I to nie byle jakim, tylko Kurkowym. Ten zaszczyt przypadł Starszemu Cechu Piekarzy w Radomiu. Jarosław Gajda, bo o nim mowa, zdobył ten tytuł, strzelając z wiatrówki do tarczy z kurem.
Konkurs o tytuł Króla Kurkowego odbył się w listopadzie na dziedzińcu Muzeum im. Jacka Malczewskiego w Radomiu. W szranki stanęło dwóch rzemieślników: Jarosław Gajda i Paweł Pastuszka oraz dziesięciu pracowników muzeum z dyrektorem Adamem Zielezińskim na czele. Wśród nich znany radomski piekarz, pomysłodawca konkursu strzeleckiego, wykazał się najlepszym okiem i opanowaniem, choć Paweł Pastuszka dotrzymywał mu kroku. W efekcie to jednak Gajda wygrał, zdobywając 34 punkty, które dały mu miano Kurkowego Króla.

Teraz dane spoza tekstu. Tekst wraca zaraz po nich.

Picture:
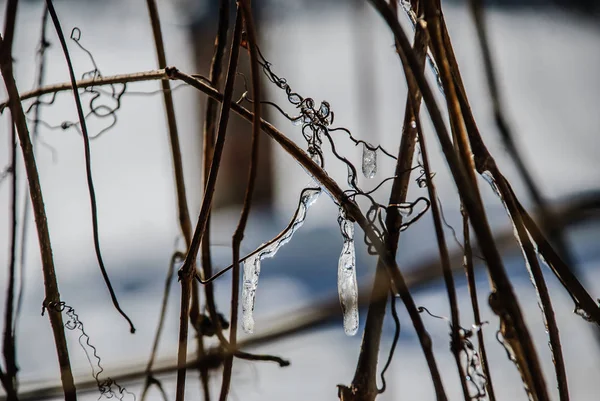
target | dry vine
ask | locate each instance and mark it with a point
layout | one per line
(381, 223)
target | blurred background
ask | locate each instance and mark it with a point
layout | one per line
(546, 55)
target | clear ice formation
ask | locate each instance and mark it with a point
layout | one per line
(369, 161)
(347, 286)
(251, 264)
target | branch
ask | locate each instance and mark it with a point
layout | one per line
(35, 191)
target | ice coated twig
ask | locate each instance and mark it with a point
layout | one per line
(252, 262)
(347, 285)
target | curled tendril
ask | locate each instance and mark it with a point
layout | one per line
(473, 370)
(108, 388)
(103, 103)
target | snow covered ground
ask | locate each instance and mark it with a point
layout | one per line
(547, 64)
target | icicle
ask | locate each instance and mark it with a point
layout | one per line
(251, 273)
(252, 263)
(347, 286)
(412, 16)
(369, 164)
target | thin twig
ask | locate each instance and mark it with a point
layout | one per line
(209, 136)
(364, 383)
(504, 302)
(177, 256)
(470, 273)
(50, 283)
(88, 165)
(507, 136)
(8, 344)
(456, 342)
(484, 162)
(187, 271)
(539, 284)
(185, 223)
(238, 235)
(43, 43)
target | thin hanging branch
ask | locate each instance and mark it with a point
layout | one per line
(547, 218)
(539, 284)
(9, 379)
(470, 273)
(185, 223)
(456, 342)
(484, 164)
(177, 257)
(238, 235)
(50, 282)
(187, 272)
(88, 166)
(503, 299)
(364, 383)
(209, 137)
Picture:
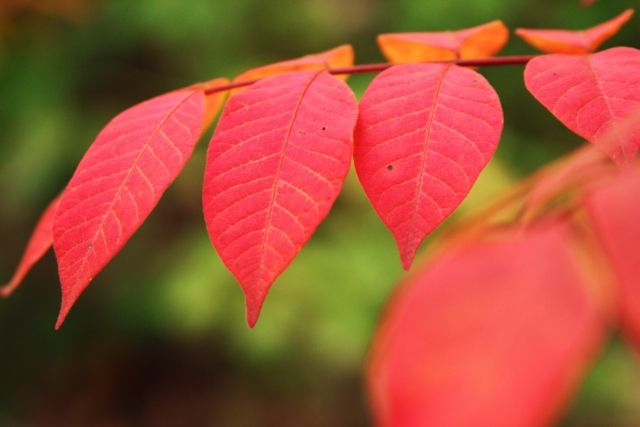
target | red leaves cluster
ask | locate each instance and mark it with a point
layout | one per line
(420, 136)
(513, 319)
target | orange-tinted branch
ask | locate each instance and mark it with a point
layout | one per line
(374, 68)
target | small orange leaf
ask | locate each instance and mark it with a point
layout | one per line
(582, 41)
(341, 56)
(477, 42)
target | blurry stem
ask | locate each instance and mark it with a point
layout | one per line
(374, 68)
(479, 222)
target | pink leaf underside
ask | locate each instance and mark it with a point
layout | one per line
(424, 133)
(275, 165)
(614, 210)
(39, 243)
(118, 183)
(493, 334)
(592, 95)
(572, 42)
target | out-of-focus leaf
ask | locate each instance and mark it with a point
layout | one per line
(497, 333)
(477, 42)
(572, 42)
(593, 95)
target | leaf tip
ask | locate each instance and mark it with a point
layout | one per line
(408, 254)
(68, 300)
(254, 306)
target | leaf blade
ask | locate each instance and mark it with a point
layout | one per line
(574, 42)
(119, 181)
(477, 42)
(419, 146)
(39, 243)
(592, 95)
(613, 210)
(504, 323)
(275, 165)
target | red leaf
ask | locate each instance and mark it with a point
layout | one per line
(592, 95)
(494, 334)
(275, 165)
(118, 183)
(424, 133)
(472, 43)
(614, 210)
(38, 245)
(341, 56)
(571, 42)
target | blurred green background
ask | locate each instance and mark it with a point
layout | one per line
(159, 339)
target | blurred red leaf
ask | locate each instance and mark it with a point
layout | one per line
(39, 243)
(424, 133)
(275, 165)
(614, 209)
(497, 333)
(592, 95)
(472, 43)
(572, 42)
(118, 183)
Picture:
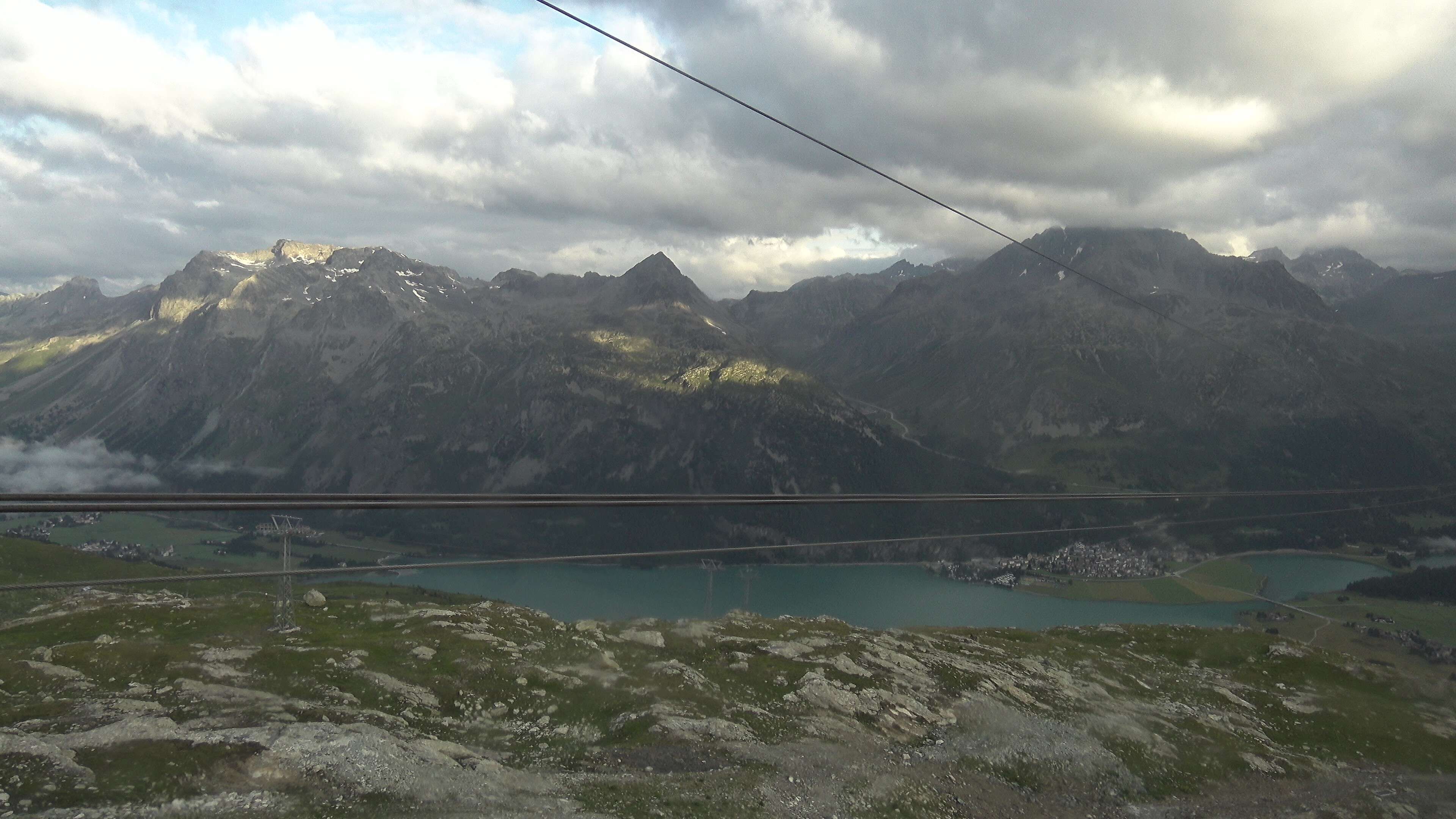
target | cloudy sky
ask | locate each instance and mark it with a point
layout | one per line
(491, 135)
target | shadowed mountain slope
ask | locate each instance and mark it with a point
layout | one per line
(1033, 368)
(1419, 308)
(360, 369)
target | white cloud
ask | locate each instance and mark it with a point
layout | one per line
(487, 139)
(78, 467)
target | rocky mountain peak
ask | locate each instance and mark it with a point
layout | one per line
(290, 251)
(1270, 254)
(78, 288)
(656, 279)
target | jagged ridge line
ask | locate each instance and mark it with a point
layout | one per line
(906, 186)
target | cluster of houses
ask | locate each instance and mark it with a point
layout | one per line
(1100, 560)
(41, 530)
(1078, 560)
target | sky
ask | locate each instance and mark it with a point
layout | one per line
(494, 135)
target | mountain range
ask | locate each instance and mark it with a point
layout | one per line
(360, 369)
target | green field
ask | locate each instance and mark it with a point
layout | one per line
(1229, 573)
(1148, 591)
(188, 538)
(1426, 521)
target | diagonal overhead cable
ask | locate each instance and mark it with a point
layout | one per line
(43, 503)
(906, 186)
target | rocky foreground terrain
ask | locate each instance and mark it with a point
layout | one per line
(391, 701)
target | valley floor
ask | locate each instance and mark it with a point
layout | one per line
(398, 701)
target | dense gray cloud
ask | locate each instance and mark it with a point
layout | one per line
(79, 467)
(490, 139)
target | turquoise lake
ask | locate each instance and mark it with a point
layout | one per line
(873, 596)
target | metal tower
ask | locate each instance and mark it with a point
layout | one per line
(711, 568)
(284, 621)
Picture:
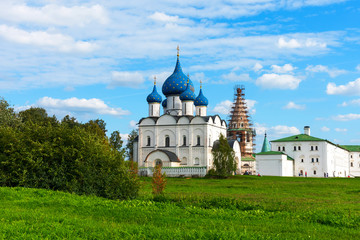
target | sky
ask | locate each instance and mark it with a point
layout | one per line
(297, 59)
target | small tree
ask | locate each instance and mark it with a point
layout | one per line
(158, 181)
(130, 144)
(224, 158)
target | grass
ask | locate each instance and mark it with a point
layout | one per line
(243, 207)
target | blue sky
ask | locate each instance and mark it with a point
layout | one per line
(298, 59)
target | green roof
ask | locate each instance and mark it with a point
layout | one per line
(351, 148)
(241, 129)
(270, 153)
(275, 153)
(247, 159)
(299, 138)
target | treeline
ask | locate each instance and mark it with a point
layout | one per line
(39, 151)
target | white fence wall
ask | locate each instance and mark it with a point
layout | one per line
(176, 171)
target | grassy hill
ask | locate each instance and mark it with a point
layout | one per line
(241, 207)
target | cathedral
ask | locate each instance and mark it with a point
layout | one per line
(180, 139)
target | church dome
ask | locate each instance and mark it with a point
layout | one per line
(175, 84)
(164, 104)
(201, 100)
(187, 95)
(154, 96)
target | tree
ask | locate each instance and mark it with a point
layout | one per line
(158, 181)
(130, 144)
(223, 158)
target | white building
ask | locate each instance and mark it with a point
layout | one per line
(312, 157)
(179, 140)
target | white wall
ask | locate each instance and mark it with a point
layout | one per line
(355, 160)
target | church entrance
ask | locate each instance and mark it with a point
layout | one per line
(158, 162)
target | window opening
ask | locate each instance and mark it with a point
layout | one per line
(167, 141)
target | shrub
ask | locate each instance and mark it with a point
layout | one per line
(158, 181)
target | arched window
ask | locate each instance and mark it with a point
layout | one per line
(167, 141)
(158, 162)
(148, 141)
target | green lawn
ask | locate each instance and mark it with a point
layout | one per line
(244, 207)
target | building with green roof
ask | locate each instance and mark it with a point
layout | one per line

Tym samym 10 listopada w stosownym stroju otworzył on wystawę "Tradycje krakowskiego Bractwa Kurkowego”, a tytuł Króla nosić będzie do końca trwania ekspozycji.
Radomscy rzemieślnicy zastanawiają się, czy wyboru kurkowego króla nie powtórzyć za rok, już nie z okazji otwarcia wystawy.